Amendment to section 50 KWG has significant financial implications
Institutions may face significant financial penalties in the event of persistent breaches. With an annual net turnover of EUR 1 billion and a maximum daily rate of 5 % (approximately EUR 137,000 per day), the penalty could theoretically amount to as much as EUR 25 million for a six-month breach. Managing directors and members of governing bodies may be personally liable for penalties of up to EUR 50,000 per day. This also applies to any other natural person (i.e. not just employees), and therefore, in theory, also to partners or secondees who are seconded from law firms to institutions. The measure provides a strong incentive to put an end to breaches quickly to avoid substantial fines and costs. At the same time, however, because the wording is so broad, it is difficult to predict which individuals this provision might affect in practice.
Expansion of provisions on administrative fines under section 56 KWG
Finally, section 56 KWG was significantly expanded and updated to reflect the provisions introduced as a result of transposition of CRD VI. The list of administrative offences has been expanded to include numerous new offences, particularly in relation to the notification requirements under section 2h KWG (acquisition of a significant holding), section 2i KWG (mergers and demergers) or amendments to section 24 KWG (in particular the new notification requirements, e.g. section 2f (1) (f), first or fourth sentence, KWG). It should also be noted that, from 11 January 2027, new fine provisions for CRD third-country branches will come into force, making breaches of a number of provisions under section 53 (cc) ff. KWG a criminal offence.
What stricter banking supervision under CRD VI and BRUBEG means for financial institutions
In summary, the transposition of CRD VI and the introduction of extensive changes under BRUBEG represent a significant tightening of banking supervision. The main developments are:
- strengthening enforcement powers through search and seizure powers,
- expansion of the scope of those subject to the obligation to provide information, including after they have left the institution or the company,
- introduction of new enforcement measures in the form of periodic penalty payments,
- expansion of scope of section 45 KWG to cover ESG risks and crypto assets and
- extended provisions on fines for breaches of the new KWG regulations.

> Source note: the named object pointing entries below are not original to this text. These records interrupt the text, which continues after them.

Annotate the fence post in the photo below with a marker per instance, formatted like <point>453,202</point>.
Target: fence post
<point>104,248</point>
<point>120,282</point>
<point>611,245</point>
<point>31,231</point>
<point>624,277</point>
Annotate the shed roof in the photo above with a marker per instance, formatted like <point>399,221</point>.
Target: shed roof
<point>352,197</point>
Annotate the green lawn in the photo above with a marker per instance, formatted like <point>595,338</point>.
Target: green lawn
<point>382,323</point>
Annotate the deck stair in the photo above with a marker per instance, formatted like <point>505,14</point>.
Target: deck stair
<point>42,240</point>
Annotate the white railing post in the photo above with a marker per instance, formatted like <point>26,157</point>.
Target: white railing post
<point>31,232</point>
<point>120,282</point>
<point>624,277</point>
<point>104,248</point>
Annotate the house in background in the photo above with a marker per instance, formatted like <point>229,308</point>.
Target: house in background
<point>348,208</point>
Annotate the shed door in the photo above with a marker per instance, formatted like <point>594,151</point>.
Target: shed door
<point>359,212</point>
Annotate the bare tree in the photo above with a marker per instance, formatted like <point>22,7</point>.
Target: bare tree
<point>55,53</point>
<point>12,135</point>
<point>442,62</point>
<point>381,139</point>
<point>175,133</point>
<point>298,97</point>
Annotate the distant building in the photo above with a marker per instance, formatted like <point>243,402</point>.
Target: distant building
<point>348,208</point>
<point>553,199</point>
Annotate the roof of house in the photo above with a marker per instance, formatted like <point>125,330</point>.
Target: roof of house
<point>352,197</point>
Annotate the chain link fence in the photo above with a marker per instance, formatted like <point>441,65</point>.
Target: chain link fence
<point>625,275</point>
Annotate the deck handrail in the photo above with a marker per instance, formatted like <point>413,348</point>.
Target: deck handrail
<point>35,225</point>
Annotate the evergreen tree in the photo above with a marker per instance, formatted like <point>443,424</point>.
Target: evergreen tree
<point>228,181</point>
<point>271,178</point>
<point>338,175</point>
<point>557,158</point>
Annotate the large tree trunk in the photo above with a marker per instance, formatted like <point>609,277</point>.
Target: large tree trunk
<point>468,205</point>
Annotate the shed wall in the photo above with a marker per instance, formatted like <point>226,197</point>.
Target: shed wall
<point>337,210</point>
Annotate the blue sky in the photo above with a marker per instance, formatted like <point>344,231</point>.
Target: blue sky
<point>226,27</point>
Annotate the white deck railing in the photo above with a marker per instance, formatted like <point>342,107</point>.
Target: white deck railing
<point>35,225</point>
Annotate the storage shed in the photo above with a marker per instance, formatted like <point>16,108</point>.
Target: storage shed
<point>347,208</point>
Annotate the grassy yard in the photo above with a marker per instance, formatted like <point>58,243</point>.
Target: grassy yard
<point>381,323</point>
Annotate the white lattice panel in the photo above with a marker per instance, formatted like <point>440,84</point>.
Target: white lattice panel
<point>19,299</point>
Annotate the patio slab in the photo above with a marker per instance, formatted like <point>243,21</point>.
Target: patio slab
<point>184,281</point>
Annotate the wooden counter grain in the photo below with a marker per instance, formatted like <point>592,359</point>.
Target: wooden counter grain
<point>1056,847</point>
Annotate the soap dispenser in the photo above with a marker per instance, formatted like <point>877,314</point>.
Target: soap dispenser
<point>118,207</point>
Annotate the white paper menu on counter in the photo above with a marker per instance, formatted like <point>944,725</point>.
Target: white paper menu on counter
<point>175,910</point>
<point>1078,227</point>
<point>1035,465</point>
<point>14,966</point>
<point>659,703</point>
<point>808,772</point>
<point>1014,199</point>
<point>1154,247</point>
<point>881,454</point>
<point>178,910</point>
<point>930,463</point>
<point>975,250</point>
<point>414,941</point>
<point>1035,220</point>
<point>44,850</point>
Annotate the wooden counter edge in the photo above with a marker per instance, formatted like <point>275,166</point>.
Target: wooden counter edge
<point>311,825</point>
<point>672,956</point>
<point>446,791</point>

For institutions, this means they must review and adapt their internal compliance and documentation systems, implement ESG risk management and crypto asset oversight, and provide training for members of governing bodies and staff on their expanded obligations, particularly the disclosure requirements under section 44 KWG. Members of governing bodies and managing directors must be aware of the ongoing disclosure obligations (which also apply to their employees) even after leaving the institution in question, and must carefully document their decisions. Those affected should take these changes seriously and adapt their compliance systems accordingly to avoid fines and other penalties.